Got that? You can't understand RHEB until you understand how it interacts with three other proteins, and how it fits into a complex regulatory pathway. Is that trivially deducible from the structure of the protein? No. It had to be worked out operationally, by doing experiments to modulate one protein and measure what happened to others. If you read deeper into the description, you discover that the overall effect of RHEB is to modulate cell proliferation in a tightly controlled quantitative way. You aren't going to be able to simulate a whole brain until you know precisely and in complete detail exactly how this one protein works.
And it's not just the one. It's all of the proteins. Here's another: FABP7 (Fatty Acid Binding Protein 7). This one is only 132 amino acids long, so Kurzweil would compress it to 8 bytes. What does it do?
Anthony et al. (2005) identified a Cbf1 (147183)-binding site in the promoter of the mouse Blbp gene. They found that this binding site was essential for all Blbp transcription in radial glial cells during central nervous system (CNS) development. Blbp expression was also significantly reduced in the forebrains of mice lacking the Notch1 (190198) and Notch3 (600276) receptors. Anthony et al. (2005) concluded that Blbp is a CNS-specific Notch target gene and suggested that Blbp mediates some aspects of Notch signaling in radial glial cells during development.

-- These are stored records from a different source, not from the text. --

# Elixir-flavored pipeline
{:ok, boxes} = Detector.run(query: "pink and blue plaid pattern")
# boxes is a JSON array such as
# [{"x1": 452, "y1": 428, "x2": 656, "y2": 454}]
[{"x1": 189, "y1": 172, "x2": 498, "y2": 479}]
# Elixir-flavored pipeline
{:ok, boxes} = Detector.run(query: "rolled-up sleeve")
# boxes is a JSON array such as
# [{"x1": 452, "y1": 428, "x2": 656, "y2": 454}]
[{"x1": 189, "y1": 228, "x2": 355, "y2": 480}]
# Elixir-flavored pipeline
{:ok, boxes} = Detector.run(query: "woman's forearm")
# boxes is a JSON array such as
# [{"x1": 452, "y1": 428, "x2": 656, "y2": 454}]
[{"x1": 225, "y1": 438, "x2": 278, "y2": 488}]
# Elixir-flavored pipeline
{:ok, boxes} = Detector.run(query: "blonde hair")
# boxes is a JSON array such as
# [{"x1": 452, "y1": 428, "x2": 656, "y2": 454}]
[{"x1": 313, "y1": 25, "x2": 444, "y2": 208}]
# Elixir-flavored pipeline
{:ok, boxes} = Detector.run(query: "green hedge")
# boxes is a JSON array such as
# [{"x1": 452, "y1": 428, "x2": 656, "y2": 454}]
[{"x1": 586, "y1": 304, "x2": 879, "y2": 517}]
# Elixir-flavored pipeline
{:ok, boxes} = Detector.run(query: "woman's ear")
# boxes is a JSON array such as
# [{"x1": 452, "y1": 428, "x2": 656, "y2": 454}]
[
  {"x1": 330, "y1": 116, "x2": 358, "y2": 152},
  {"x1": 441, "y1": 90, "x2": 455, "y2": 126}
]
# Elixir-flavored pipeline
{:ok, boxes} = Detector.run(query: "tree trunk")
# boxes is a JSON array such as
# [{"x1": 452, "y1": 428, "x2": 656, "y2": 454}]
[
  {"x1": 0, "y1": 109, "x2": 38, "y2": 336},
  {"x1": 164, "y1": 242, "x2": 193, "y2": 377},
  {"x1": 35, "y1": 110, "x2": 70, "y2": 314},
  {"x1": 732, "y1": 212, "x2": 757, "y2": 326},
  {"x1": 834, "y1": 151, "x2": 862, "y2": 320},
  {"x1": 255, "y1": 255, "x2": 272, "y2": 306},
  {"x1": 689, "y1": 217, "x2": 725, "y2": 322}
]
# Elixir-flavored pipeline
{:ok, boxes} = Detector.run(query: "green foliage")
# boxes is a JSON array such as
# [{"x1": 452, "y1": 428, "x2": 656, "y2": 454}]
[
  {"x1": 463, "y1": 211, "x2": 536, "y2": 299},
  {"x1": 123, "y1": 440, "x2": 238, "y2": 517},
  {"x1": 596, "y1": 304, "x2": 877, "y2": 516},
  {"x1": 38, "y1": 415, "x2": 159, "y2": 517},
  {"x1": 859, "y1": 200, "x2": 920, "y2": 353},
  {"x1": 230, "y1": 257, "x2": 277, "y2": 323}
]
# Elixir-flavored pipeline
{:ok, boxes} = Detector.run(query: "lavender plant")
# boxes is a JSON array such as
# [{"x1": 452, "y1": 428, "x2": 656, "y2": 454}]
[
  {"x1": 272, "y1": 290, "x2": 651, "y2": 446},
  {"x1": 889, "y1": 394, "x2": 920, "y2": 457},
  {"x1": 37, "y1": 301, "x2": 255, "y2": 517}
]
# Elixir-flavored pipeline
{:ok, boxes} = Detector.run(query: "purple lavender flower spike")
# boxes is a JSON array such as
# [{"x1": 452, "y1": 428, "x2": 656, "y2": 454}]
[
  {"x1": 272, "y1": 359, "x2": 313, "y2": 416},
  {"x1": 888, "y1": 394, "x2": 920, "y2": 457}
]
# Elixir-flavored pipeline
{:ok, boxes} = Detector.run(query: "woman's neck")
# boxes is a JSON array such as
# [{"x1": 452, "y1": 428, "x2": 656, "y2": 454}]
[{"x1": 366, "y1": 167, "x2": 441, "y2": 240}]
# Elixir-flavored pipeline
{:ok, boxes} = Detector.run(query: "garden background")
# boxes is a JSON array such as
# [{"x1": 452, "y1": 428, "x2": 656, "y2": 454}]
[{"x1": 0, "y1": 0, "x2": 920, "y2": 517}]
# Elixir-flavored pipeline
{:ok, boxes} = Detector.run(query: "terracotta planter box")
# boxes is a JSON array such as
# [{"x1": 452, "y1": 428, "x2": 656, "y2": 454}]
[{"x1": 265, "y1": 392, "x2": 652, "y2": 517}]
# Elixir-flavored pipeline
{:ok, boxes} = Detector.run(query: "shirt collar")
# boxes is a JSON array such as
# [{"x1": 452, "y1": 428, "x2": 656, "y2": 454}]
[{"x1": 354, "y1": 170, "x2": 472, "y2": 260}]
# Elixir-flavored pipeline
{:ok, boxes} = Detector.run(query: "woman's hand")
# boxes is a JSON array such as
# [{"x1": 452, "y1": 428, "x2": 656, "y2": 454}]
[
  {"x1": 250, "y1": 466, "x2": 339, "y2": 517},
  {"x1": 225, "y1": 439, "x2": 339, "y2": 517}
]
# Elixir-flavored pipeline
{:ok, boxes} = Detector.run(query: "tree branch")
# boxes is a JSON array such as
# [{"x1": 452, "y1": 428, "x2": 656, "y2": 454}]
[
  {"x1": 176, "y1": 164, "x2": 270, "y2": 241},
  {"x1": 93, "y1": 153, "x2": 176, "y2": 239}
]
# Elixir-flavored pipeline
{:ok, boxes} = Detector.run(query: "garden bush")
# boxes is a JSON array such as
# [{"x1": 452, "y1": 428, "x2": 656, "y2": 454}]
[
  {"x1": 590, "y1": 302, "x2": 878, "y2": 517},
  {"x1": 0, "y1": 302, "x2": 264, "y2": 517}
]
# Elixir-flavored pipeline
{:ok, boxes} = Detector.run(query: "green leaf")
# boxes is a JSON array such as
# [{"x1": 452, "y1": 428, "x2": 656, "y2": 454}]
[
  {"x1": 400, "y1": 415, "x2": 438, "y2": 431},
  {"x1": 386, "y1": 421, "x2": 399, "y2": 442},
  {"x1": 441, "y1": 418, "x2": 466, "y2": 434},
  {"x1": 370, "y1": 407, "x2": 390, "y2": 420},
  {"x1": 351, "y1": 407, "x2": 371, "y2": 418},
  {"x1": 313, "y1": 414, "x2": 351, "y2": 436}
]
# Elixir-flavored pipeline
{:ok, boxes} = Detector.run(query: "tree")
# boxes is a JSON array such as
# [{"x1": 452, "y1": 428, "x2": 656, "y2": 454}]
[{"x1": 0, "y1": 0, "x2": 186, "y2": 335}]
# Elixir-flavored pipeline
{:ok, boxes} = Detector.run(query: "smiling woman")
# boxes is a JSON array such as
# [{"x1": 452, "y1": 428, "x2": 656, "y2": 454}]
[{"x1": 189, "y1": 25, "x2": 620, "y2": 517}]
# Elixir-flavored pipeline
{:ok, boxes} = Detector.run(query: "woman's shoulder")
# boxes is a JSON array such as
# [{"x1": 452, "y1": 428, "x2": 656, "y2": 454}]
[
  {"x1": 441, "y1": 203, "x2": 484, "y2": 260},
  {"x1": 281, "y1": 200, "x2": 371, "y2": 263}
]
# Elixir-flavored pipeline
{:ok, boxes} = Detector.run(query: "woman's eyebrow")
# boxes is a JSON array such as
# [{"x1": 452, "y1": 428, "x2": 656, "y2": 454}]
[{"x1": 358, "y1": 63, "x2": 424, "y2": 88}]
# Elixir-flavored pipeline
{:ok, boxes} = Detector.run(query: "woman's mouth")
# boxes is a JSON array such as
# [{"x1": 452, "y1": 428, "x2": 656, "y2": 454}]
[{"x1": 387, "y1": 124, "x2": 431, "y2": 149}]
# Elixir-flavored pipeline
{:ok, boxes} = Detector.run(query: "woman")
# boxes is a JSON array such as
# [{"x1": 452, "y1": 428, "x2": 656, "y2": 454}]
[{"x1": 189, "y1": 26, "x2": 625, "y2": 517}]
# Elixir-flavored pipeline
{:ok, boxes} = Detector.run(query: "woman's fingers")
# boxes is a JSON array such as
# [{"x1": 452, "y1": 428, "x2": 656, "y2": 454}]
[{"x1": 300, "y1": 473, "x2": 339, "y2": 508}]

Again, what we know of its function is experimentally determined, not calculated from the sequence. It would be wonderful to be able to take a sequence, plug it into a computer and have it spit back a quantitative assessment of all of its interactions with other proteins, but we can't do that, and even if we could, it wouldn't answer all the questions we'd have about its function, because we'd also need to know the state of all of the proteins in the cell, and the state of all of the proteins in adjacent cells, and the state of global and local signalling proteins in the environment. It's an insanely complicated situation, and Kurzweil thinks he can reduce it to a triviality.
To simplify it so a computer science guy can get it, Kurzweil has everything completely wrong. The genome is not the program; it's the data. The program is the ontogeny of the organism, which is an emergent property of interactions between the regulatory components of the genome and the environment, which uses that data to build species-specific properties of the organism. He doesn't even comprehend the nature of the problem, and here he is pontificating on magic solutions completely free of facts and reason.
I'll make a prediction, too. We will not be able to plug a single unknown protein sequence into a computer and have it derive a complete description of all of its functions by 2020. Conceivably, we could replace this step with a complete, experimentally derived quantitative summary of all of the functions and interactions of every protein involved in brain development and function, but I guarantee you that won't happen either. And that's just the first step in building a simulation of the human brain derived from genomic data. It gets harder from there.
I'll make one more prediction. The media will not end their infatuation with this pseudo-scientific dingbat, Kurzweil, no matter how uninformed and ridiculous his claims get.